CHP'li Aktaş, Öğretmenler Günü nedeniyle mesaj yayınladı;
CHP Darıca İlçe Başkanı Gökhan Aktaş, Mustafa Kemal Atatürk'ün Başöğretmen ünvanını aldığı gün olan 24 Kasım Öğretmenler Günü'nün tüm yurtta coşkuyla kutlandığını hatırlatarak, '' O gün öğretmenlere çift maaş verildiğini ve öğrencilerin okul bahçelerinde öğretmenlerini sevgi saygıyla sarılarak kutladıklarını söyledi
CHP Darıca İlçe Başkanı Gökhan Aktaş, yayınladığı mesajında şunları söyledi; Mustafa Kemal Atatürk’ün Başöğretmen ünvanını aldığı gün olan 24 Kasım Öğretmenler Günü tüm yurtta coşkuyla kutlandı, öğretmenlerimize bu özel günde, özverili çalışmaları nedeniyle 2 maaş ikramiye verildi.
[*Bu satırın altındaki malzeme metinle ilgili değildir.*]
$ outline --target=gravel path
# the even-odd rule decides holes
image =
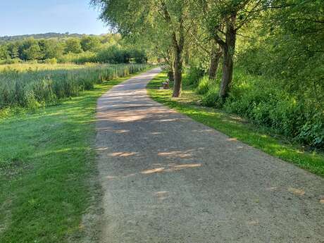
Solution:
[[[324,242],[324,180],[152,101],[159,71],[99,99],[100,242]]]

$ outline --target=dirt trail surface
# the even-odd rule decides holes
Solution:
[[[102,243],[324,242],[324,180],[152,101],[98,101]]]

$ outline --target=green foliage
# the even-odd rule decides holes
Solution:
[[[68,38],[66,42],[65,53],[79,54],[82,52],[81,42],[77,38]]]
[[[282,88],[279,80],[237,72],[224,109],[313,147],[324,147],[324,106]]]
[[[83,37],[80,44],[84,51],[95,51],[101,44],[99,39],[94,36]]]
[[[187,71],[185,82],[189,85],[197,85],[204,74],[205,71],[202,68],[197,66],[190,67]]]
[[[82,215],[99,193],[90,179],[97,171],[92,149],[96,100],[121,81],[0,120],[1,243],[80,242]]]
[[[37,107],[75,96],[94,85],[124,77],[146,68],[146,65],[101,65],[65,70],[18,71],[7,68],[0,73],[0,109],[15,106]]]
[[[146,63],[142,49],[122,42],[119,35],[84,35],[82,38],[24,39],[0,45],[0,63],[37,61],[59,63]],[[120,42],[120,43],[118,43]],[[49,61],[49,60],[51,60]],[[55,63],[55,61],[54,61]]]
[[[196,89],[196,92],[198,94],[206,94],[211,89],[211,86],[214,85],[212,84],[212,80],[209,80],[208,76],[204,76],[199,82],[198,87]]]
[[[166,76],[165,73],[161,73],[148,85],[149,94],[154,100],[267,154],[324,176],[324,154],[320,151],[306,150],[304,147],[294,143],[290,138],[288,140],[266,127],[256,126],[242,118],[228,114],[221,110],[206,109],[199,107],[197,104],[192,105],[189,102],[182,102],[183,99],[193,100],[199,98],[192,89],[187,89],[192,87],[184,87],[187,92],[182,93],[182,97],[173,99],[171,90],[158,89],[161,82],[165,80]],[[242,79],[247,77],[245,81],[250,80],[243,74],[240,77]],[[247,89],[247,84],[242,84],[241,89]]]

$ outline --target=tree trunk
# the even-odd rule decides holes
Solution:
[[[219,60],[222,51],[218,45],[213,44],[211,54],[211,63],[209,66],[209,80],[216,80],[217,70],[218,69]]]
[[[225,43],[222,45],[223,52],[223,75],[219,89],[219,96],[225,99],[228,96],[233,76],[233,56],[235,51],[236,30],[235,21],[236,15],[232,16],[232,21],[228,23]]]
[[[170,81],[173,82],[175,80],[175,72],[173,70],[173,65],[171,63],[169,67],[170,70],[168,71],[168,78]]]
[[[175,49],[175,56],[174,62],[175,82],[173,87],[173,97],[179,97],[181,94],[182,84],[182,51],[179,48]]]

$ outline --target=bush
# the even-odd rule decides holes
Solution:
[[[316,147],[324,147],[324,107],[311,99],[301,99],[286,90],[282,82],[240,71],[235,74],[233,86],[223,108],[286,136]],[[210,90],[203,104],[219,104]]]
[[[220,108],[222,104],[218,95],[218,88],[215,86],[210,87],[201,99],[201,104],[208,107]]]

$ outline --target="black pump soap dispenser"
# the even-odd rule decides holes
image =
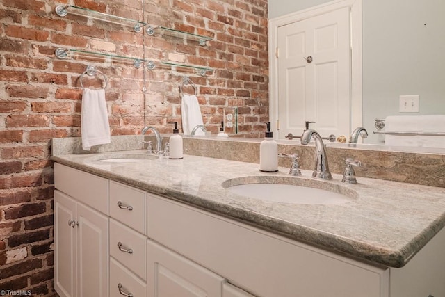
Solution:
[[[266,124],[267,131],[259,145],[259,171],[276,172],[278,171],[278,145],[270,131],[270,122]]]

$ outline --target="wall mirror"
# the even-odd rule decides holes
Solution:
[[[445,114],[445,2],[361,1],[364,143],[382,144],[373,133],[375,118]],[[269,19],[327,2],[269,0]],[[399,96],[407,95],[419,96],[419,113],[399,112]]]

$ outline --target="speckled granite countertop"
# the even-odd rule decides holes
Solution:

Öğrencileri okullarının bahçesinde öğretmenlerini sevgiyle sarılarak kutladılar. Bu cümlelere daha birçok güzel ve umut dolu cümle ekleyebilirim. Ama maalesef gerçek bu değil. Gerçeğin ne olduğuna bakalım:
41 öğretmen ataması yapılmadığı için intihar etti. Aybüke Öğretmen, Necmettin Yılmaz Öğretmen, Eda Öğretmen, Sevilay Öğretmen, Necmeddin Kuyucu Öğretmen ve daha niceleri öldürüldüler. Terör örgütü öldürdü, öğrencisi öldürdü, eşi öldürdü, velisi öldürdü. Geçinemedikleri için ek iş yapmak zorunda kaldılar. Yani öğrencilerine ayıracakları zamanı, aç kalmamak için ikinci işe ayırdılar. Dayak yediler, haklarını arayamadılar. Arkamda dağ gibi devlet var güvencesini hissedemediler.
Bu koşullarda yapılan eğitim ne yazık ki her geçen gün geriye gitti. 2013-2014 Öğretim Yılı’nda kız çocuklarının okullaşma oranı yüzde 99,57 iken, 2018’de bu oran yüzde 91,5’e düştü. Ülkemizde 4 milyon 330 bin 504 çocuk okula gitmiyor. Öğretmenlerin yüzde 82’si eğitimin yetersiz olduğunu söylüyor. Köy okullarının kapatılması bu sonucun en büyük nedenlerinden birisidir. Çünkü köy öğretmeni çocukları eğittiği gibi oradaki halkı da eğitir. Okuduğunu anlamayan, dört işlem yapamayan nesiller yetişti. Bu başarısızlık ilkokuldan başlayarak, ilerleyen sınıflarda artarak devam etti.
Çocuklarımız bilinçli olarak cahil bırakılıyor. Ünvanı profesör olan bir zatın söylediği “Bize cahil, okumamış insanlar lazım. Onların ferasetine güvenirim” sözü adım adım hayata geçirildi. Okumayan, sorgulamayan, araştırmayan, düşünmeyen bir nesil yetişti. Bu nesil, nasıl kolay para kazanırım, kimin üzerine basarak yükselirim, benim çıkarlarım herşeyin üstündedir devletin bile, anlayışıyla yaşamını sürdürmektedir. Güçlünün zayıfı korumak yerine ezdiği, ahlakın yok olduğu bir yerde var olmanın zorluğunu varın siz düşünün. Sonuç: 2020 yılının ilk dokuz ayında 369 kadın cinayeti, çocuk cinayetleri, tecavüz, taciz…. Kadın cinayetlerinde 17 yılda yüzde 344,5 artış. Daha biraz önce okuduğum bir haber beni ürküttü. İmam Hatip Lisesi’nde sarık ve şalvarla derse giren bir öğrenciyi uyaran öğretmene öğrencinin verdiği yanıt ürkmem için yeterliydi. “Senin dedelerin benim dedelerimi astı, kadın başına konuşma, seni döverim.” İşte eğitimin, pardon öğretimin, geldiği nokta. Eskiden “Eğitim Öğretim Yılı” deniliyordu. Şimdi yalnızca öğretim yılı deniliyor. Eğitim sözcüğünün yok edilmesinin sonuçlarını çok ağır ödüyoruz.
Her zaman söylenen klişe bir söz vardır. “Bu ülkede kadın, çocuk ve hayvan olmak çok zor.” diye. Ama inanın bu ülkede gerçek bir öğretmen olmak çok daha zor.